結局、あたしはぐだぐだしながら髪を綺麗にまとめあげた。なんだかんだでコテとかで巻いちゃったりして。いつもより気合い入ってる感じに仕上がった。


何やってんだ…。こんなバッチリにしちゃって。卒業式とかそんな気乗りしないのに。だってなんか手を動かしてると何も考えなくていいからついつい余計なことまでしちゃうんだよな。

出掛ける前に一度、携帯を開いてみる。着信履歴も新着メールも何もなくて自然にため息が出た。

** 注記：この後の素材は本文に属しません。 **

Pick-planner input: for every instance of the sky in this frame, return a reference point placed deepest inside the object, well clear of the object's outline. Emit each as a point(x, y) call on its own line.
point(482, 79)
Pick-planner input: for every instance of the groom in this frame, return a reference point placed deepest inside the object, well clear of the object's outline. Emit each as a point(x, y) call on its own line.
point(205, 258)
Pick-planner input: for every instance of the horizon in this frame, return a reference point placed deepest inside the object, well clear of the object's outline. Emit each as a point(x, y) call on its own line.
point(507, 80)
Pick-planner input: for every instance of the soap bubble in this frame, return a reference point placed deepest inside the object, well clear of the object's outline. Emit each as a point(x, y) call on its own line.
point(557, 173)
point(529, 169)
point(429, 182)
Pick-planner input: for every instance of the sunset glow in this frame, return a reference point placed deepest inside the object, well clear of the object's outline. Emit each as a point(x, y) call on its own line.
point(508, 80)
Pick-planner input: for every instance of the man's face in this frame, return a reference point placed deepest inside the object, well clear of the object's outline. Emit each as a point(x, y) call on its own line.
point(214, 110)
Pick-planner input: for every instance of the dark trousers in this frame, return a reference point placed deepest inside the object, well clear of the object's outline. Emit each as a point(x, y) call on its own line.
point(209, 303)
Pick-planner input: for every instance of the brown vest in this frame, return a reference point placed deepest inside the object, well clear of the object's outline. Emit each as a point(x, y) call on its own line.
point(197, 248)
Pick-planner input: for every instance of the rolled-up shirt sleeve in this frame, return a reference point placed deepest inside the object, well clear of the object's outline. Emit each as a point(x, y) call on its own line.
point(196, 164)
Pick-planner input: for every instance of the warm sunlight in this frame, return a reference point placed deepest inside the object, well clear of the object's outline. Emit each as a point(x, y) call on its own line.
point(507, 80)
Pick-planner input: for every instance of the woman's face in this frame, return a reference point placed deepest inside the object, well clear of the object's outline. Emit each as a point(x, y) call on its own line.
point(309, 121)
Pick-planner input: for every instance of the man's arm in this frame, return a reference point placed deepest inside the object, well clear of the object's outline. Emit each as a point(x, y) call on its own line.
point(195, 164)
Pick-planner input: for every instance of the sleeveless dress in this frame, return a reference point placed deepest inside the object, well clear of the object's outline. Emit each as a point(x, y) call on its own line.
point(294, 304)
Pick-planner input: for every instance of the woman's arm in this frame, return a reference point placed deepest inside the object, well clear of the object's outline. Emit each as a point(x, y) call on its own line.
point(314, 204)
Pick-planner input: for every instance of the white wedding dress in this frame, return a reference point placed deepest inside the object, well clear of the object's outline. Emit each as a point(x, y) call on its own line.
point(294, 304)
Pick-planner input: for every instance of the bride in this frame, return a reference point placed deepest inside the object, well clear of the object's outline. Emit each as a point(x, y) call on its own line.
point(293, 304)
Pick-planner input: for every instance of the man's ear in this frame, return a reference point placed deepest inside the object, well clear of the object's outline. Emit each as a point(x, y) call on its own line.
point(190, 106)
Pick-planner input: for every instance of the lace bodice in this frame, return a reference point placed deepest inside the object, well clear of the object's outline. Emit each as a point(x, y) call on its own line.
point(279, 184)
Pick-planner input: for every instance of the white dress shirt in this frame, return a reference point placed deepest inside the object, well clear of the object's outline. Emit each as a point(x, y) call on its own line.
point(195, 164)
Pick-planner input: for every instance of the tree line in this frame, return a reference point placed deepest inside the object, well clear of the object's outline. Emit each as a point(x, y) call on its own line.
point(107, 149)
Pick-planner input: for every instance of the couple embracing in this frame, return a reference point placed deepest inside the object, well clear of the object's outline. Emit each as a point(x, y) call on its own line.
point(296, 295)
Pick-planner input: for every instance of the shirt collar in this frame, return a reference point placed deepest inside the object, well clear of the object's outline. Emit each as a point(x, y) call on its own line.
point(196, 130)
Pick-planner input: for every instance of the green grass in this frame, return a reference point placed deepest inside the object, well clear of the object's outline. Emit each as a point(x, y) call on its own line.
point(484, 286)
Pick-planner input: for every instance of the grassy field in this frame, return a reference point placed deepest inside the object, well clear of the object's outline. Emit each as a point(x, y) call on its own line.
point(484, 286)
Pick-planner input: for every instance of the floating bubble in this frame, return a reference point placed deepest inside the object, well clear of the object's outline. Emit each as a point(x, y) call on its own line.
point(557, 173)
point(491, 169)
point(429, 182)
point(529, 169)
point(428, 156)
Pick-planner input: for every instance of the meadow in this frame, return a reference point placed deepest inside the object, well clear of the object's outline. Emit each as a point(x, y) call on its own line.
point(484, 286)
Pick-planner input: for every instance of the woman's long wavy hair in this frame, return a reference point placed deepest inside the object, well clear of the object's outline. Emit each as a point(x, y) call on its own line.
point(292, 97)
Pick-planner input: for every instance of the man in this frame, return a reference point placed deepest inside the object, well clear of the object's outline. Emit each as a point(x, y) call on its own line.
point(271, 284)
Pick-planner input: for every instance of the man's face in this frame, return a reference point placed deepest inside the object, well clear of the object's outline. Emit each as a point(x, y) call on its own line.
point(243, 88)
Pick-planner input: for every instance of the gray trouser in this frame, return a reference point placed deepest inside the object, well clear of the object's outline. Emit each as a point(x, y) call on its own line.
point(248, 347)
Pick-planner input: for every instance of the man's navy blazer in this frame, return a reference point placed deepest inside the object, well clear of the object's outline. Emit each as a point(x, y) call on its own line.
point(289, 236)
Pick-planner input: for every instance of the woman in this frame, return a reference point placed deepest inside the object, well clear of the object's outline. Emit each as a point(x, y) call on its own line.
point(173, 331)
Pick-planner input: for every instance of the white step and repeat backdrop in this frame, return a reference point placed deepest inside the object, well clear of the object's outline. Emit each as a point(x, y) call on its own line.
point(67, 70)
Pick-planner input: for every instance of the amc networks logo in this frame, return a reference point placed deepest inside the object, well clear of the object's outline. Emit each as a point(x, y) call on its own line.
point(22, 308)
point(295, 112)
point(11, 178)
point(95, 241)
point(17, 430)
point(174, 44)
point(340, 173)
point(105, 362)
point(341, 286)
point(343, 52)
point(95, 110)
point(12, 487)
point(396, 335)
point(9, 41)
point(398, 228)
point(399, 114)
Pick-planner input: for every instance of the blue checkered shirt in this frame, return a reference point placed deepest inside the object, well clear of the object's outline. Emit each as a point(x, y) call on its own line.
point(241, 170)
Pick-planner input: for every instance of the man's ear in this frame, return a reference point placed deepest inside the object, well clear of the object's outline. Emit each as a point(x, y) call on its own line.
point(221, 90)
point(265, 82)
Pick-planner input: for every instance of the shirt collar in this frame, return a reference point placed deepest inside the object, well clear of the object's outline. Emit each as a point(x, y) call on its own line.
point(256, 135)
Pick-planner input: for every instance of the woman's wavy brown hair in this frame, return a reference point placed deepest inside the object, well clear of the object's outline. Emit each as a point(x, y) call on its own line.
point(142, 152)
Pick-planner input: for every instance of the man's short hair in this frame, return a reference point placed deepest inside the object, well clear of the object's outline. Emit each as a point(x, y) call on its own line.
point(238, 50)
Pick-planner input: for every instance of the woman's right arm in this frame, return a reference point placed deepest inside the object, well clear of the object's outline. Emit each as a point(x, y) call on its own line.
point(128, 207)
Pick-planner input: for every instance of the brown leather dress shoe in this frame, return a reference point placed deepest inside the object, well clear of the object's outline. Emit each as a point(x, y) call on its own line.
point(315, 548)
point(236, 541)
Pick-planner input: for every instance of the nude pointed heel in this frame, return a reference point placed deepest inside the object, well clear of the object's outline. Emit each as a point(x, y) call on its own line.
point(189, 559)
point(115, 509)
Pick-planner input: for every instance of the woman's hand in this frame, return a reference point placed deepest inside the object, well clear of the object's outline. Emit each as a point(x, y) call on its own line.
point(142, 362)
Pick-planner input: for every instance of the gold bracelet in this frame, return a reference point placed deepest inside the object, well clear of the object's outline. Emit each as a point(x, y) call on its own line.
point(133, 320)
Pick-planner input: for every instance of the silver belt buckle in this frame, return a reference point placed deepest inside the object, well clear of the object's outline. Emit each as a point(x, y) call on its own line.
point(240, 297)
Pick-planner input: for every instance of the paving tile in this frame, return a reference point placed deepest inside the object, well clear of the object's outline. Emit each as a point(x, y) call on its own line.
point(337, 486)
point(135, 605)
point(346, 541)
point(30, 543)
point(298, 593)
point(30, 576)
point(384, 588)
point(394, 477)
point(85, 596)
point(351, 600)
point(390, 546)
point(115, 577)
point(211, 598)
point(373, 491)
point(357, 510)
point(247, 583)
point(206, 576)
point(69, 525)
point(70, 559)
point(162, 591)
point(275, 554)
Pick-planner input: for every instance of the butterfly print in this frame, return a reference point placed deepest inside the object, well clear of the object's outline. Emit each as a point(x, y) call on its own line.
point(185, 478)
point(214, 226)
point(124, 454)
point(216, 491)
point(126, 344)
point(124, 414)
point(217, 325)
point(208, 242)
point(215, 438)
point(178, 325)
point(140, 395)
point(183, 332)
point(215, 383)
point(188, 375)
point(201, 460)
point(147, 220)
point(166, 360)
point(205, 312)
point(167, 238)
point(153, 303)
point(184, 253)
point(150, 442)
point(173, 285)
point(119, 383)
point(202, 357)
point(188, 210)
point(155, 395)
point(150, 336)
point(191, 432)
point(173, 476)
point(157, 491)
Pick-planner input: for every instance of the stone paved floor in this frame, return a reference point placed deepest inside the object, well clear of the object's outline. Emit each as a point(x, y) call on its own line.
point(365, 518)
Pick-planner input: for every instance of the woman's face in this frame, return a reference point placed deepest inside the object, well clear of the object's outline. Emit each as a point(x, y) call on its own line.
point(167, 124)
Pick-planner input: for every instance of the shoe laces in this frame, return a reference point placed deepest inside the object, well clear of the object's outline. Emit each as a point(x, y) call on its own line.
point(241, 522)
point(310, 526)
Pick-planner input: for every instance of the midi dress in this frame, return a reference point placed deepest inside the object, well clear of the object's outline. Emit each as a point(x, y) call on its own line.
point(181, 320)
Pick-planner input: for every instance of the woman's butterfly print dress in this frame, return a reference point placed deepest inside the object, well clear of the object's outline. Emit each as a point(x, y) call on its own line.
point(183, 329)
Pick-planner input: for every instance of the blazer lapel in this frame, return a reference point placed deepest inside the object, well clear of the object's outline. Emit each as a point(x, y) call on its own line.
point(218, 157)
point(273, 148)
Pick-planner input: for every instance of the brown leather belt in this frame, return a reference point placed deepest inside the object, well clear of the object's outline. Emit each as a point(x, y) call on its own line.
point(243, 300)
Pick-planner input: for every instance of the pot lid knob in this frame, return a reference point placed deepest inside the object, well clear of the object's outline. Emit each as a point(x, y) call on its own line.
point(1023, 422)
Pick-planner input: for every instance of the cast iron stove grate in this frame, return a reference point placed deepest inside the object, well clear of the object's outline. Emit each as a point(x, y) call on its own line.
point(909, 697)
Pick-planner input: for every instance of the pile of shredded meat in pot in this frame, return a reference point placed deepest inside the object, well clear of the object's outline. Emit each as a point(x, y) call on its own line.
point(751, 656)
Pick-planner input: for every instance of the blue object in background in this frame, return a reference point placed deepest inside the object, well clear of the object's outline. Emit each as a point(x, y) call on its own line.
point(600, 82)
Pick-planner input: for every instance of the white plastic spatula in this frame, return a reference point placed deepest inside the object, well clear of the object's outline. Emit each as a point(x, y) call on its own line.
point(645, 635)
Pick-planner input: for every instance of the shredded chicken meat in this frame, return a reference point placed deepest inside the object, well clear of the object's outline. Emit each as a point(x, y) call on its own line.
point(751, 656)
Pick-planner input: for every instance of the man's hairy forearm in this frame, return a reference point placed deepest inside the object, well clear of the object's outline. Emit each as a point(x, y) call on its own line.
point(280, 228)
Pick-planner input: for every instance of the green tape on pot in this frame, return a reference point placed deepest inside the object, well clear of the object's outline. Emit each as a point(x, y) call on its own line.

……もう、行こう。だらだらしてたせいで時間に余裕がなくなってきた。


マフラーをぐるぐるに巻いて、ホッカイロを制服のポケットに忍ばせて、あたしは家を出た。



「……さっぶ」


思わず声に出てしまうくらい、その日は寒かった。最近ちょっとはあったかくなってきたと思ってたのに、また寒くなんの。まじありえない。


卒業式、か。体育館、寒いだろうな。寒い寒いって言ってたら冬真に馬鹿にされちゃうかな。……なんて、さすがにもうないかな。こっちから避けちゃってんのに。


本当に、今日で終わっちゃうのかな。足が、重たいよ。思うように前に進めないよ。